First-time homebuyer Tami Hills proudly received a certificate honoring her new home's energy-efficient design from Byron Mouton, director of URBANbuild, and Kenneth Schwartz, dean of the Tulane School of Architecture, along with Lauren Anderson, CEO of Neighborhood Housing Services.

Hills loves her new home and says that her life philosophy is in harmony with the green nature of the house. She sees the beauty, history and potential of her neighborhood and is leading the charge for its recovery.

"My favorite feature is definitely, hands down, the Polygal panels -- they give me the privacy I need without having to hang curtains," says Hills. "Second in line: the insulation.
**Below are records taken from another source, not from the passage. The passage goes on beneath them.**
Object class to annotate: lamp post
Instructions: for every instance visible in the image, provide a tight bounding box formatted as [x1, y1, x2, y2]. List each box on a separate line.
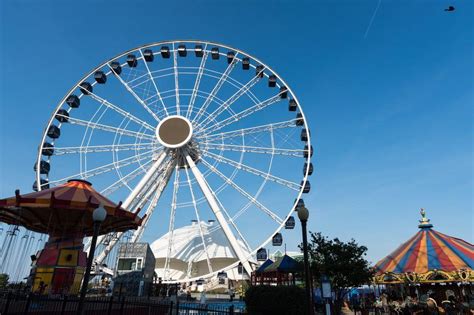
[298, 206, 312, 315]
[77, 205, 107, 314]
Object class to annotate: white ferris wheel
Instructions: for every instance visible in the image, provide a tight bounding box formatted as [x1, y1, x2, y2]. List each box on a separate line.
[34, 40, 313, 282]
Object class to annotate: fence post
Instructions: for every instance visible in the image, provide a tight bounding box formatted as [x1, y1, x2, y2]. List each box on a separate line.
[23, 293, 32, 315]
[107, 296, 114, 315]
[60, 295, 68, 315]
[119, 296, 125, 315]
[229, 304, 234, 315]
[3, 291, 12, 314]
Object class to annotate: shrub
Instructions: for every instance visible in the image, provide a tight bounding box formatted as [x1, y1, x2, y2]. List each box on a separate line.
[244, 285, 306, 315]
[0, 274, 9, 289]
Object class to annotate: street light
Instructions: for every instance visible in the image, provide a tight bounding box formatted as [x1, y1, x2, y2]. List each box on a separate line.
[78, 205, 107, 314]
[298, 206, 312, 315]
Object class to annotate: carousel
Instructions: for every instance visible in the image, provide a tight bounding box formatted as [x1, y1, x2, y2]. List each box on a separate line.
[0, 179, 143, 295]
[374, 208, 473, 300]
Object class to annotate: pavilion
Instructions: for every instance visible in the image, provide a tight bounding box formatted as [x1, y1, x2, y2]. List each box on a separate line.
[251, 254, 302, 286]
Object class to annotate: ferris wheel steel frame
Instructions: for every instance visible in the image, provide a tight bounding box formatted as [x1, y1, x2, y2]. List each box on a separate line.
[35, 40, 313, 282]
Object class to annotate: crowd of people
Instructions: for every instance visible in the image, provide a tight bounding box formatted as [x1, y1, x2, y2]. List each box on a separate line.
[346, 290, 473, 314]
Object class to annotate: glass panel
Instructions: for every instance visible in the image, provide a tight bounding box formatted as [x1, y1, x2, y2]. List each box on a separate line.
[117, 258, 136, 271]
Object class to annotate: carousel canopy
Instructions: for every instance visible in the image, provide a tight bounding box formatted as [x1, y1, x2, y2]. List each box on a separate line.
[374, 209, 473, 283]
[0, 179, 142, 236]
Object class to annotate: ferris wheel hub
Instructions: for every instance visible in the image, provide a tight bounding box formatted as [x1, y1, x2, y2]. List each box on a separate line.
[156, 115, 193, 148]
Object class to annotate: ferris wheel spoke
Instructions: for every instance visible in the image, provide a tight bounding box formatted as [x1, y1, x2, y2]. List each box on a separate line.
[54, 142, 157, 156]
[202, 150, 301, 191]
[197, 119, 298, 142]
[172, 44, 181, 116]
[65, 116, 156, 141]
[138, 49, 169, 117]
[201, 142, 305, 157]
[200, 158, 283, 225]
[191, 53, 239, 124]
[197, 93, 284, 136]
[164, 165, 180, 280]
[106, 63, 161, 122]
[207, 190, 252, 254]
[184, 166, 213, 274]
[48, 150, 154, 186]
[198, 70, 264, 130]
[87, 91, 156, 131]
[100, 159, 154, 196]
[186, 46, 209, 119]
[185, 154, 253, 275]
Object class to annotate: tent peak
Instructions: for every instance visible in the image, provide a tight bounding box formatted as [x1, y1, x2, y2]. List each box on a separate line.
[67, 179, 93, 186]
[418, 208, 433, 229]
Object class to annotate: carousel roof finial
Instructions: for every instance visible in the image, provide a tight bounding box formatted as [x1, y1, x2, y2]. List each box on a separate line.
[418, 208, 433, 229]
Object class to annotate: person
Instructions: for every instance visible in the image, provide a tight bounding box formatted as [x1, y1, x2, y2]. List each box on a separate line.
[442, 296, 456, 315]
[426, 294, 438, 315]
[229, 288, 235, 302]
[36, 281, 47, 295]
[381, 291, 389, 314]
[374, 297, 383, 314]
[200, 290, 207, 304]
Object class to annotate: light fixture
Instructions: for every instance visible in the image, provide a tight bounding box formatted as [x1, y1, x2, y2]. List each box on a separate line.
[93, 205, 107, 223]
[298, 206, 309, 222]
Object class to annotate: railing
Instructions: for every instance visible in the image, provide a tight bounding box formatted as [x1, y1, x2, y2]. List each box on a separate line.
[0, 292, 244, 315]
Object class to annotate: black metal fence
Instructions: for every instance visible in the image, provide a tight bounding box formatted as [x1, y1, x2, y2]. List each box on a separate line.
[0, 292, 243, 315]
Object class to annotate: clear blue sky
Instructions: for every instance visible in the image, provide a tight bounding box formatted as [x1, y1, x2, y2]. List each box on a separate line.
[0, 0, 472, 264]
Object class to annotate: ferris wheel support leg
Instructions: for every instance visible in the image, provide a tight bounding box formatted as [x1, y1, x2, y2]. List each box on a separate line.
[87, 150, 168, 255]
[122, 150, 167, 210]
[130, 163, 174, 243]
[185, 154, 253, 276]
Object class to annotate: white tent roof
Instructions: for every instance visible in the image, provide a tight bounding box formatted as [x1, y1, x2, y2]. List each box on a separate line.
[150, 221, 251, 263]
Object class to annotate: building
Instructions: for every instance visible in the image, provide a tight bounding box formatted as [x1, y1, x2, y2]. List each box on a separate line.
[113, 243, 155, 296]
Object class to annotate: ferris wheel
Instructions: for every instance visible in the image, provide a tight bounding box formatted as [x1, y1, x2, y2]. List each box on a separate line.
[34, 40, 313, 281]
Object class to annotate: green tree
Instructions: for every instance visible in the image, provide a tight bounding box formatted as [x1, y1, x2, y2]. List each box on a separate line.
[0, 273, 9, 289]
[302, 232, 374, 314]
For the first time in my history of living in New Orleans, I am warm in the winter and cool in the summer!"

Other green features of the home include low-emissivity windows, Energy-Star electrical fixtures and an energy-saving air conditioner, as well as sustainably harvested and manufactured materials such as bamboo flooring and zero-VOC interior paint.

Mouton says that engaging the LEED for Homes certification process "has been educational and deeply rewarding for the design students and faculty at Tulane School of Architecture, our housing partners at Neighborhood Housing Services, and especially our new homeowner. As with all of URBANbuild's design-build projects, we hope our experience is one that other developers and institutions can look toward as a model and a starting point for more environmentally responsible, well-designed homes."